Los regimientos leales a los funcionarios de Constantinopla fueron puestos bajo la autoridad del eunuco Teodoro[14], uno de los favoritos de la difunta emperatriz Teodora, que había llegado a ejercer como presidente del senado antes de la ascensión al trono de Miguel VI. A continuación, transportados por la flota, los soldados se embarcaron hacia el otro lado del Bósforo donde, nomás tocar tierra, establecieron su campamento en las afueras de Nicomedia[15]. No muy lejos de allí, Isaac Comneno avanzaba en dirección a Nicea por la gran calzada militar que procedía desde los confines de Capadocia. Su intención era ocupar dicha ciudad antes de batirse con las fuerzas del eunuco Teodoro, ya que ante una eventual derrota tendría una plaza fuerte donde reagrupar a sus tropas. Además al gran general asiático no le convenía dejar a sus espaldas una urbe de la importancia de Nicea, sin haber asegurado antes su obediencia. Espiándose mutuamente, ambos ejércitos decidieron finalmente presentar batalla en un punto ubicado entre Nicomedia y Nicea, que el propio Ataliates identifica como Polemón y Hades[16].

Gracias a las fuentes contemporáneas es posible establecer la secuencia del truculento enfrentamiento que tuvo lugar ni bien las trompetas dieron la orden de marchar al encuentro del enemigo. Ambos ejércitos se habían estacionado uno en frente del otro, segmentados cada uno en tres divisiones: ala izquierda, centro, y ala derecha, con destacamentos apostados como reserva, tal como indicaban para el caso los manuales bélicos y dictaba la experiencia. A espaldas de cada uno habían quedado los respectivos campamentos, con objetos de valor entre los que se contaba el numerario correspondiente a la paga de los soldados. Por el lado de las fuerzas imperiales, el mando supremo correspondía, según se ha dicho antes, al eunuco Teodoro que, tras reservarse el centro, había encomendado a Aaron[17] el ala izquierda y a Basilio Tarchaniotes[18] el ala derecha. Además, asistiendo a los altos mandos, había importantes y experimentados comandantes procedentes de diferentes puntos del Imperio e inclusive del extranjero: Radulfo el Franco[19], Pnyemios el Íbero[20] y Lycanthes[21] marchaban junto a Aaron, mientras que Maurokatakalos[22] y Katzamountes[23] asistían a Tarchaniotes.

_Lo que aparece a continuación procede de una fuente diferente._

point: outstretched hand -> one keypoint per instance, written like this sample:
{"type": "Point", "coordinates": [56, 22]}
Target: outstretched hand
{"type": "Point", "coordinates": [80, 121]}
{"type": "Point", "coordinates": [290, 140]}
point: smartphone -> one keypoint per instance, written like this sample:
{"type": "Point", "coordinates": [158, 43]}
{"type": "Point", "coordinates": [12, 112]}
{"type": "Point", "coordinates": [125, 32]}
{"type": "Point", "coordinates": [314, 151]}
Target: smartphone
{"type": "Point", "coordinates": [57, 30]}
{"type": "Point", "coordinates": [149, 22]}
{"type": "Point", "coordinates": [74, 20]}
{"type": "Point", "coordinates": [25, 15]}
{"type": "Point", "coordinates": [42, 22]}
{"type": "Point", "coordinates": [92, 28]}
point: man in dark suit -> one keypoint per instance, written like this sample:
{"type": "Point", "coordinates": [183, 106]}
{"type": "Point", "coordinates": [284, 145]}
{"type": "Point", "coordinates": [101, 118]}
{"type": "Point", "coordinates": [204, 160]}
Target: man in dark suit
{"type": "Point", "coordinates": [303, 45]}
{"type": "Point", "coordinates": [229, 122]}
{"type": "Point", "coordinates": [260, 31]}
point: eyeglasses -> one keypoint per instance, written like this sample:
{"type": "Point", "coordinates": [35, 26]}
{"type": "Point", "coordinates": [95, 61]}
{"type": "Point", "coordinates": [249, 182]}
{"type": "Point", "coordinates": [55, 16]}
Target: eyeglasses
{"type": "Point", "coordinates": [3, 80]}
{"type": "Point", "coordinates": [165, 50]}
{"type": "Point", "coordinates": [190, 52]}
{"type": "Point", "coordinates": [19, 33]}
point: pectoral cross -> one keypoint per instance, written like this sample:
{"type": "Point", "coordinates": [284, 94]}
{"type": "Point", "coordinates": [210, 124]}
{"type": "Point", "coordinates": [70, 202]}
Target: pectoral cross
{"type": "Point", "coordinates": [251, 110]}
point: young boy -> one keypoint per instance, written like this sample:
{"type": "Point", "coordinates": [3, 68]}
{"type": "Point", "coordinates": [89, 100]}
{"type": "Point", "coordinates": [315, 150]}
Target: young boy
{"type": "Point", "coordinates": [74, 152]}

Entretanto, las fuerzas rebeldes habían sido dispuestas por Isaac Comneno bloqueando el camino hacia Nicea: Catacalon Cecaumeno a la cabeza del ala izquierda, debía contener la embestida de Basilio Tarchaniotes y sus secuaces; en el otro extremo, Romano Skleros[24], a la cabeza del flanco derecho, tenía una misión similar para con los regimientos dirigidos por Aaron, y, por último, el Comneno se había reservado para sí el núcleo central y estacionado a la vista del eunuco Teodoro.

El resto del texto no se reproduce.